• # Ma petite expérience

    Posté par (site web personnel) . En réponse au journal Comment les gens perçoivent la gratuité dans l'informatique ?. Évalué à 10.

    N'étant pas "informaticien" (c.a.d. ni programmeur ni admin réseau) mes seules contributions au monde libre (outre quelques rares traductions) sont d'installer Linux sur des machines de particuliers, occasionnellement d'associations ou de tpe.

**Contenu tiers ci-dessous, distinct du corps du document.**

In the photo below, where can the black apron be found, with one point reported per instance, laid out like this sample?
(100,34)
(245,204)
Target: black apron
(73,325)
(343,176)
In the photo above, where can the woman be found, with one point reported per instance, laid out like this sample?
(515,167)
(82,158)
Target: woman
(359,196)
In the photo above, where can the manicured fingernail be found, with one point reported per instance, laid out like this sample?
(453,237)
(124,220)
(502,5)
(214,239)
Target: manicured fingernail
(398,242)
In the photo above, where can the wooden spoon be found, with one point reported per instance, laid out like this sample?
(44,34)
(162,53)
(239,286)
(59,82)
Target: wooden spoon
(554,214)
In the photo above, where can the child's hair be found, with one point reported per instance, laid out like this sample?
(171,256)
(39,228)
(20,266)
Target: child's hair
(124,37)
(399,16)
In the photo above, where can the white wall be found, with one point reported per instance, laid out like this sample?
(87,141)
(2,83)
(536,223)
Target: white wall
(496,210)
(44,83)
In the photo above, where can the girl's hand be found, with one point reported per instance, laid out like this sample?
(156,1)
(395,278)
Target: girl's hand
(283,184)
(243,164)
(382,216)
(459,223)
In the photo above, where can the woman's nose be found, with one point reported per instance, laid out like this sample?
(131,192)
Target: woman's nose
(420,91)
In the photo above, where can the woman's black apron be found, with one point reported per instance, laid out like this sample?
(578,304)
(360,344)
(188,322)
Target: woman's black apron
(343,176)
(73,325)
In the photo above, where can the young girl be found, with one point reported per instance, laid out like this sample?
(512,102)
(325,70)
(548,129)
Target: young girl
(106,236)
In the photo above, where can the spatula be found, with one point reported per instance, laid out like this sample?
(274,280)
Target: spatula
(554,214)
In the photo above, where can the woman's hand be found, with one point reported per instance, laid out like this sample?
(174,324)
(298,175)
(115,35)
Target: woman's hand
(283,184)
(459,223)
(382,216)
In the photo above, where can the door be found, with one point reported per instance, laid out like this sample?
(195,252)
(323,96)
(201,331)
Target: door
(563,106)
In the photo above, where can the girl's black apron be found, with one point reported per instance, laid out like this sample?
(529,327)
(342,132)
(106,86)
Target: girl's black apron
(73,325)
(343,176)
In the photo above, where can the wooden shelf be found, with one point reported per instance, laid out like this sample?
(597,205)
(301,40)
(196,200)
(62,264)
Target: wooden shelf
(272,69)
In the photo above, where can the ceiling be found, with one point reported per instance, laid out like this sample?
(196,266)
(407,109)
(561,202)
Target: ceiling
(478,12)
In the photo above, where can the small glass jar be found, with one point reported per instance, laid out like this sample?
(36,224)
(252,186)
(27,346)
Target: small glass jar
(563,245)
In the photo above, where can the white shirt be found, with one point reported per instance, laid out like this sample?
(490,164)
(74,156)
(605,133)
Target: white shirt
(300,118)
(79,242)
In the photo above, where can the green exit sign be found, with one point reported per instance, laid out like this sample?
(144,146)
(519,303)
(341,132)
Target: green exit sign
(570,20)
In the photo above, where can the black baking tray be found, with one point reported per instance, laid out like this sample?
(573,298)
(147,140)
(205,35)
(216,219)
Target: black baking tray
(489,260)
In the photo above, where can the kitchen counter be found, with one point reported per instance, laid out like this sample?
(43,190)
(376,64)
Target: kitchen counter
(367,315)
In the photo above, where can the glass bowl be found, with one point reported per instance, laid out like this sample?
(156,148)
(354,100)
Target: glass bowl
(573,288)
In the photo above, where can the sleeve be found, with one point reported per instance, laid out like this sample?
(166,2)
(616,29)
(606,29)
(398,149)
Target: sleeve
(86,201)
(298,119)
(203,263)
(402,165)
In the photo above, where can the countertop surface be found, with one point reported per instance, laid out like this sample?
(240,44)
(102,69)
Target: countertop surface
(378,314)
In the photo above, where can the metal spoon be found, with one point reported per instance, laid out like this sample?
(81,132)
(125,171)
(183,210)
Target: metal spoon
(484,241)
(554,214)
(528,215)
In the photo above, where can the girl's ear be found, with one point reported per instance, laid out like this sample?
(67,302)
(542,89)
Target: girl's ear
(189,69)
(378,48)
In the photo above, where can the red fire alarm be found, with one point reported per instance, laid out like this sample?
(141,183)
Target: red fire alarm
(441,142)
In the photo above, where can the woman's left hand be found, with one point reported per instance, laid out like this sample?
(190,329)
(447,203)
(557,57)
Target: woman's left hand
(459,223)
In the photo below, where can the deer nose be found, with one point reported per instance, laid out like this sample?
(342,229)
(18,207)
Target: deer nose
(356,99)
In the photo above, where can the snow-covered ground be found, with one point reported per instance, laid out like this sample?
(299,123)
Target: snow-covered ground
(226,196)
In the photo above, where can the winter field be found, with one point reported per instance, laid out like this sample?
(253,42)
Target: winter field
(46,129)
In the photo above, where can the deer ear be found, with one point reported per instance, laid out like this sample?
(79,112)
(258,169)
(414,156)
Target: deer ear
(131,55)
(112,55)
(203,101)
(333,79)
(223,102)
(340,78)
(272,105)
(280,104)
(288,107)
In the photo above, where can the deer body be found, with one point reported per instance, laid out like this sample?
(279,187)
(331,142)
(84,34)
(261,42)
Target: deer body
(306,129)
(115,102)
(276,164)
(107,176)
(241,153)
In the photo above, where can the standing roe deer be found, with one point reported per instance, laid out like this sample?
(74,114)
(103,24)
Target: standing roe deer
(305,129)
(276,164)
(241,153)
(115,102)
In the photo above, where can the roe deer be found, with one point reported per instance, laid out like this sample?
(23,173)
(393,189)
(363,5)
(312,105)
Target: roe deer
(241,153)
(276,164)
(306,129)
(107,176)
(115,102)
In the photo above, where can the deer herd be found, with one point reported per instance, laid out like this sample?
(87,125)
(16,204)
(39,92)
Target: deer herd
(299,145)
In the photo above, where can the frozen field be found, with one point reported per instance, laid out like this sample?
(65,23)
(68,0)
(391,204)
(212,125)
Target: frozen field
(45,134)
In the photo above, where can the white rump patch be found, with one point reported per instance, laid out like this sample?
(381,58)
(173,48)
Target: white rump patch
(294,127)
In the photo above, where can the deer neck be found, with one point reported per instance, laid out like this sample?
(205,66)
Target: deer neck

J'ai commencé dans un lug en Haute-Savoie au début de ce siècle, en organisant quelques "install parties" où l'on passait beaucoup de temps pour un résultat plutôt maigre. Depuis je me suis centré sur mon entourage (famille, amis, collègues), entourage qui s'est étoffé avec le temps (amis de mes amis…) puisque j'ai à mon actif une cinquantaine de machines sur lesquelles j'interviens plus ou moins régulièrement. Mes réflexions :
    - lorsque j'ai affaire à une personne un peu flottante, comme celle décrite par Cédric, je n'hésite pas à me faire payer. Au moins pour que mon travail soit respecté. Je demande environ 50€ par installation, modulable en fonction de la situation financière et sociale du "client".
    - lorsque j'interviens chez quelqu'un qui utilise Linux régulièrement je ne me fais plus payer mais incite à faire un don, voire à prendre sa cotisation à l'April.
    - sauf exception je n'installe pas de dual boot, que je trouve voué à l’échec, et je vire Windows. J'incite mes connaissances à acheter Asus du fait de la simplicité à se faire rembourser 40€ de licence.
    - je n'interviens jamais sur Windows (1 exception en 10 ans) m'abritant sous le prétexte que je n'ai plus touché un PC sous Microsoft depuis 2002 (ce qui est la vérité). Quand aux Macs je n'y ai jamais rien compris !
    - j'insiste essentiellement sur le coté "philosophique" voire "politique" des logiciels libres, surtout du fait que j'ai beaucoup d'interlocuteurs engagés dans le monde associatif (syndicats, partis politiques, associations religieuses etc…)

    D'une manière générale mon discours est plutôt bien perçu et les cas de retour à Windows sont excessivement rares : 2 à ma connaissance, qui voulaient un dual boot. Est-ce du fait de ce discours ? Ou plus vraisemblablement des gens que je côtoie ? Toujours est-il que je n'ai jamais entendu de propos doutant de la qualité des logiciels libres du fait de leur gratuité. Par contre je suis souvent confronté à la crainte classique de l'OS pour geek, mais la longueur de mon CV constitue généralement une réponse décisive.